I will add one more........buy extra tubes![]


----------



## Dario (Feb 27, 2007)

Extra tubes are good....not just for errors.

You can start making pens if you receive an order...before you order/receive the kits []


----------



## ctwxlvr (Feb 27, 2007)

here is one that scares all of us, newbie or old timer:

Keeping track of expenses (blanks, supplies, equipment, tools, pen kits, etc) everybody should be keeping track


----------



## Dario (Feb 27, 2007)

> _Originally posted by ctwxlvr_
> <br />here is one that scares all of us, newbie or old timer:
> 
> Keeping track of expenses (blanks, supplies, equipment, tools, pen kits, etc) everybody should be keeping track



You are right that is scary. [:0]

You want half of the members get divorced? [xx(] Remember less evidence is better [}]


----------



## ctwxlvr (Feb 27, 2007)

have you heard the term 2 sets of books? one for LOML and the other that levels out the lathe stand[]


----------



## Dario (Feb 27, 2007)

LOL...I like you already. 

Whose signature was it that said...

I am afraid that if I die, my wife sells my wood (and tools) at the price I told her.


----------



## DocStram (Feb 27, 2007)

Those beginner mistakes are pretty much on the moola, except for a couple of revisions ...... "Mistakes According to Doc" .....

#1. Working late into the night on a pen, then when it's finally finished you rush upstairs to the bedroom to wake wifey up so she can see it. (a mistake made more than at least a dozen times)

#2. Accidentally gluing various body parts together with CA.
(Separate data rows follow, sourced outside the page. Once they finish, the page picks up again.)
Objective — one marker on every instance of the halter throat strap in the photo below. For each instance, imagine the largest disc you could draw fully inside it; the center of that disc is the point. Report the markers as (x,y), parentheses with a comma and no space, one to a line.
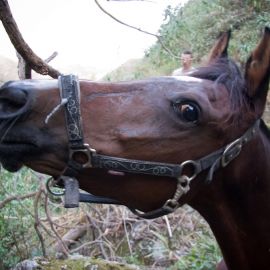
(70,91)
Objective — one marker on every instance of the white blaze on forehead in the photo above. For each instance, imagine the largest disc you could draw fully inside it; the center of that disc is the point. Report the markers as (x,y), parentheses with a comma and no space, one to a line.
(187,79)
(35,84)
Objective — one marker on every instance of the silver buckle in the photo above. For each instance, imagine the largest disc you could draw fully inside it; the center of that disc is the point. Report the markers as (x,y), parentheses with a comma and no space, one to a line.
(231,152)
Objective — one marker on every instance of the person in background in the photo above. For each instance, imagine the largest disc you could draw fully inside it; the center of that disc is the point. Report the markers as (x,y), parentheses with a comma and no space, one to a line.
(186,62)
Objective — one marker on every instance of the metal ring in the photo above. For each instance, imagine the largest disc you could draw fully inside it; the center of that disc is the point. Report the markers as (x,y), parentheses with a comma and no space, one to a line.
(51,183)
(195,166)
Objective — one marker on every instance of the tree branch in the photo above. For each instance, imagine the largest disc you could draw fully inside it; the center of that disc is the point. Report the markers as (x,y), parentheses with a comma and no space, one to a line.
(159,38)
(35,62)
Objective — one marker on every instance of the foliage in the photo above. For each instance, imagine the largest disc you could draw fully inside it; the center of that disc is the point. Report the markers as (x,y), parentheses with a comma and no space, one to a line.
(113,233)
(195,27)
(16,223)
#3. Reading something really important in IAP, then forgetting where to find it.  (That's what the "Send Topic to a Friend" link is for .... I'm my own best friend.)
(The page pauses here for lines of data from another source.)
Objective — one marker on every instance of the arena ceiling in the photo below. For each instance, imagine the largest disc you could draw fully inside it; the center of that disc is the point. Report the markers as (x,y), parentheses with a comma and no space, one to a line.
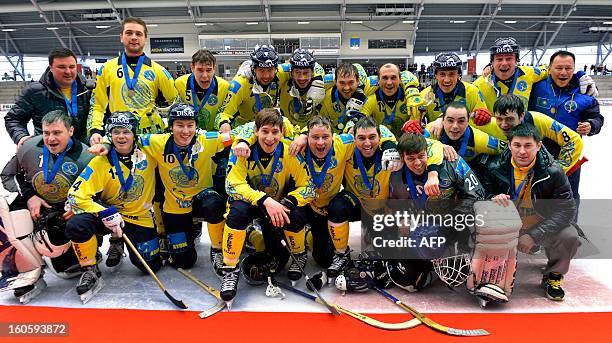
(92,27)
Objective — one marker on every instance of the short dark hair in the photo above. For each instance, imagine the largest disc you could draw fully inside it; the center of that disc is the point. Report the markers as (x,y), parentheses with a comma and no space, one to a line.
(203,56)
(60,53)
(134,20)
(365,122)
(346,69)
(509,102)
(319,120)
(411,143)
(57,115)
(562,53)
(458,105)
(268,116)
(525,130)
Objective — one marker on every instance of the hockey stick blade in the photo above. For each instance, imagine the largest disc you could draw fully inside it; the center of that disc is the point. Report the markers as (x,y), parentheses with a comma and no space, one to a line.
(176,302)
(219,306)
(430,323)
(322,301)
(361,317)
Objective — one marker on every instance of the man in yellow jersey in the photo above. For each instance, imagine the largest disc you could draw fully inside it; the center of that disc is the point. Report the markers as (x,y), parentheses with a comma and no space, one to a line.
(508,78)
(345,96)
(185,163)
(130,82)
(113,194)
(389,106)
(366,177)
(529,176)
(271,184)
(509,111)
(448,87)
(249,95)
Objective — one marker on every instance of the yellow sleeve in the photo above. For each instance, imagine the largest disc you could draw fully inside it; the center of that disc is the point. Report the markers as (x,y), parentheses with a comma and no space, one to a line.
(305,190)
(233,99)
(236,184)
(166,84)
(569,141)
(95,120)
(90,182)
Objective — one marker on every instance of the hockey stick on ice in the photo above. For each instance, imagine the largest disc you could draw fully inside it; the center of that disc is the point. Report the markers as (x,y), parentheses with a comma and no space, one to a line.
(361,317)
(430,323)
(178,303)
(331,309)
(220,305)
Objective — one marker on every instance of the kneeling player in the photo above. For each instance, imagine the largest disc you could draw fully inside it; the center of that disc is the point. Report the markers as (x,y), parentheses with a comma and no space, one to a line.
(457,181)
(124,182)
(270,183)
#4. Forgetting that IAP is THE best penturning website where all of your friends are. 

#5. Inhaling too much CA and thinking it would be funny to use that micrometer on various body parts. 

#6. I know I'm past 5, but I can't resist .... using a CA finish and melting those HF blue latex/nitrile gloves all over your fingertips.  (try explaining THAT when you get to work in the morning)


----------



## toolcrazy (Feb 28, 2007)

Giving up on your mistakes. Sometimes you can get creative with your mistakes and find out they will sell the best.


----------



## thewishman (Feb 28, 2007)

1. Not asking for a mentor or two (ask here on this site)
2. Being too embarrassed to ask questions (at least look things up with the search function)
3. Thinking you should be able to make a perfect pen in your first few weeks/months (most non-penturners cannot see your mistakes unless you point them out)
4. (I've said it before) Trying to save money with cheap sandpaper
5. Spending your <u>turning</u> time reading every single post at every single pen site - turn when you can and read every single post when you need a break

Chris


----------



## Dario (Feb 28, 2007)

7) Not providing enough protection from CA fume and wood dusts.

Take care of yourself...it will make penturning more enjoyable and for a longer time []

Chris is right on about the sandpaper. [^]


----------



## bradh (Feb 28, 2007)

1 Using the bushings only to size the wood
2 CA Gluing yourself to pens, bushings, lathe, other body parts, work bench, ... (not that it has happened to me!) []
3 Not sharpening the tools as soon as they get dull ( I'll just finish this cut first)
4 Not rubbing the bevel
5 not slowing down to sand and finish


----------



## Rifleman1776 (Feb 28, 2007)

> _Originally posted by Rojo22_
> <br />
> 
> 
> ...



Glad you got a chuckle from my comments. As Ed said, sometimes we take what is supposed to be a fun avocation too seriously.
Maybe the biggest problem one could have is to continue working on a pen when you are not having fun.  Walk away, come back when attitude is different. Enjoy.


----------



## randyrathbun (Feb 28, 2007)

Okay, so, I have now become much less dumb. Earlier up in the post I mentioned how I just never have been able to get the parts to be the same size. I mean, they feel like they should match up, but are off just enough that you can see the difference. 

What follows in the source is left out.